Barak was unrelenting. In December 2008 six hundred Israeli border police and soldiers, using stun grenades and tear gas and acting under his orders, stormed Beit Ha Shalom and dragged the resident families from their homes. Despite the violent expulsions the Hebron Jewish community remained resilient and persistent, pursuing their legal case in court.

Last week the Jerusalem Magistrate’s Court upheld the legality of the Beit Ha Shalom purchase and ordered the government to return the property to the Hebron Jewish community within thirty days. “We have received a wonderful Rosh Hashanah present,” exulted community spokeswoman Orit Struck.

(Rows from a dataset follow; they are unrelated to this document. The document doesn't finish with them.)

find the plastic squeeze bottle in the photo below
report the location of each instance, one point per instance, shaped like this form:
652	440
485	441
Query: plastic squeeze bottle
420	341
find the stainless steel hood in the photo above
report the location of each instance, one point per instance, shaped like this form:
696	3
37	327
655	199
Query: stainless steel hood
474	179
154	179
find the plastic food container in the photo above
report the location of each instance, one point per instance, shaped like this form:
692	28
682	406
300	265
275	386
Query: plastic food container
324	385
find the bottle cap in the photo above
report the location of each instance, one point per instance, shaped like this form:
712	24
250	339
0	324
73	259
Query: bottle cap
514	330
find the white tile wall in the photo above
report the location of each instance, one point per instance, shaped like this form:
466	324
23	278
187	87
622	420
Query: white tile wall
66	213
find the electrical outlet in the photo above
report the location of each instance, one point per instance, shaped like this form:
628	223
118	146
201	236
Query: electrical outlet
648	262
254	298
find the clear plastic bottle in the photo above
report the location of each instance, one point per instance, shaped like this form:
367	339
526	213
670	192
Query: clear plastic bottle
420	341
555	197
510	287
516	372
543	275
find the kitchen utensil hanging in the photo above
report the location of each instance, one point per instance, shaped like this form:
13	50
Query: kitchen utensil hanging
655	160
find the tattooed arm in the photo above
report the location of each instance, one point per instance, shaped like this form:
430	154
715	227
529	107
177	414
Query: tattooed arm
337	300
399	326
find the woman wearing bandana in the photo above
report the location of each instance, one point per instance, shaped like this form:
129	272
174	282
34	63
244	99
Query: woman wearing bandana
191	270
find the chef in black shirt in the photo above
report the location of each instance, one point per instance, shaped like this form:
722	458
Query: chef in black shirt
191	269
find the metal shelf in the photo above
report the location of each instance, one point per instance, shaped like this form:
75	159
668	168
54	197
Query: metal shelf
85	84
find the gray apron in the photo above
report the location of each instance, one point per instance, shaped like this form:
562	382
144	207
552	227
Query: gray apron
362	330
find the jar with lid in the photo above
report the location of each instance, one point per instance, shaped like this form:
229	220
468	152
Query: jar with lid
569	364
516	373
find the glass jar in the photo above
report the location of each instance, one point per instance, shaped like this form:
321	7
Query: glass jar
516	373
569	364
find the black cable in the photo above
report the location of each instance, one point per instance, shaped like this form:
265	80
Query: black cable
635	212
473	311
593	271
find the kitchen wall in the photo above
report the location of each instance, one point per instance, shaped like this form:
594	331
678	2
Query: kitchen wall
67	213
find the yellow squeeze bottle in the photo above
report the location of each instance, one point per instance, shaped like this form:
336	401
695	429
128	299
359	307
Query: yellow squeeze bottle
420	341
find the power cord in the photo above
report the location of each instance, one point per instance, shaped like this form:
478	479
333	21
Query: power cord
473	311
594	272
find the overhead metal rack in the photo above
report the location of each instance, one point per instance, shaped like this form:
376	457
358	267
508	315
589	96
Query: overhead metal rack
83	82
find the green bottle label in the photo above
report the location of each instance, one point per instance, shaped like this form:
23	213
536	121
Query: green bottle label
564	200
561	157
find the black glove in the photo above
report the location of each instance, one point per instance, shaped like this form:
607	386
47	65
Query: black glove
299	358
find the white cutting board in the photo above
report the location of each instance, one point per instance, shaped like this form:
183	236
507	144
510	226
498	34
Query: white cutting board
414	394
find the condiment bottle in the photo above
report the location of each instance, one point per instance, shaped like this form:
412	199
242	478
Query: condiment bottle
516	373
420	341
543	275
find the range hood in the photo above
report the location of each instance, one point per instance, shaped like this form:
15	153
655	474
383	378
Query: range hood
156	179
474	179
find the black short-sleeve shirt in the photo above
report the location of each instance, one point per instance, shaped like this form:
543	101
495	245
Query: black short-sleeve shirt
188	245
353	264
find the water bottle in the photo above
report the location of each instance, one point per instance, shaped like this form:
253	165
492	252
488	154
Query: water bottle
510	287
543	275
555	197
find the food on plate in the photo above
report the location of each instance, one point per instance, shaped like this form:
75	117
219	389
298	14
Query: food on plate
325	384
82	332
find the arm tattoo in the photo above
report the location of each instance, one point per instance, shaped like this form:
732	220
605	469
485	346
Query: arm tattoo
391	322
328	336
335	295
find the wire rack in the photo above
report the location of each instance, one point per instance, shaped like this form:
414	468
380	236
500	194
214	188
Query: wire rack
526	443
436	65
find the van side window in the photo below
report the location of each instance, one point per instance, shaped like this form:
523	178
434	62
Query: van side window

Not so fast. According to Israeli law the Defense Minister must sign permits for Jews to purchase property in Judea and Samaria, the biblical homeland of the Jewish people where 350,000 world-despised “settlers” live. To date, however, Ehud Barak has demonstrated stubborn unwillingness to permit Jews to purchase property in Hebron. A veteran Labor Party politician, he refuses to recognize that Jewish settlers are following in the footsteps of his own ideological predecessors by settling the Land of Israel. That, after all, is what Zionism is all about.

And, according to the conclusions recently drawn by the Levi Commission (comprising two former Supreme Court judges and an international law expert), Jewish settlements do not violate international law. Indeed, their legality is affirmed by ninety years of international law that guarantees to Jews the right of “close settlement” everywhere west of the Jordan River.

Since the recent court decision, Likud government ministers and Knesset members have urged Barak to authorize the return of Jews to their homes in Beit Ha Shalom. The Defense Minister “has the obligation to right the wrong that he created,” announced Transportation Minister Yisrael Katz. According to MK Tzipi Hotovely, a rising star in the Likud Party, “Buying land in the land of Israel is making Zionism a reality.”

In the end, it is for Prime Minister Netanyahu to make certain that the recent judicial ruling is upheld and enforced. Surely a prime minister who can stand up to the American president can instruct his Defense Minister to enforce the law – or quickly find a replacement who understands Jewish history and obeys Israeli judicial rulings.

Jerold S. Auerbach is the author of Hebron Jews: Memory and Conflict in the Land of Israel (2009).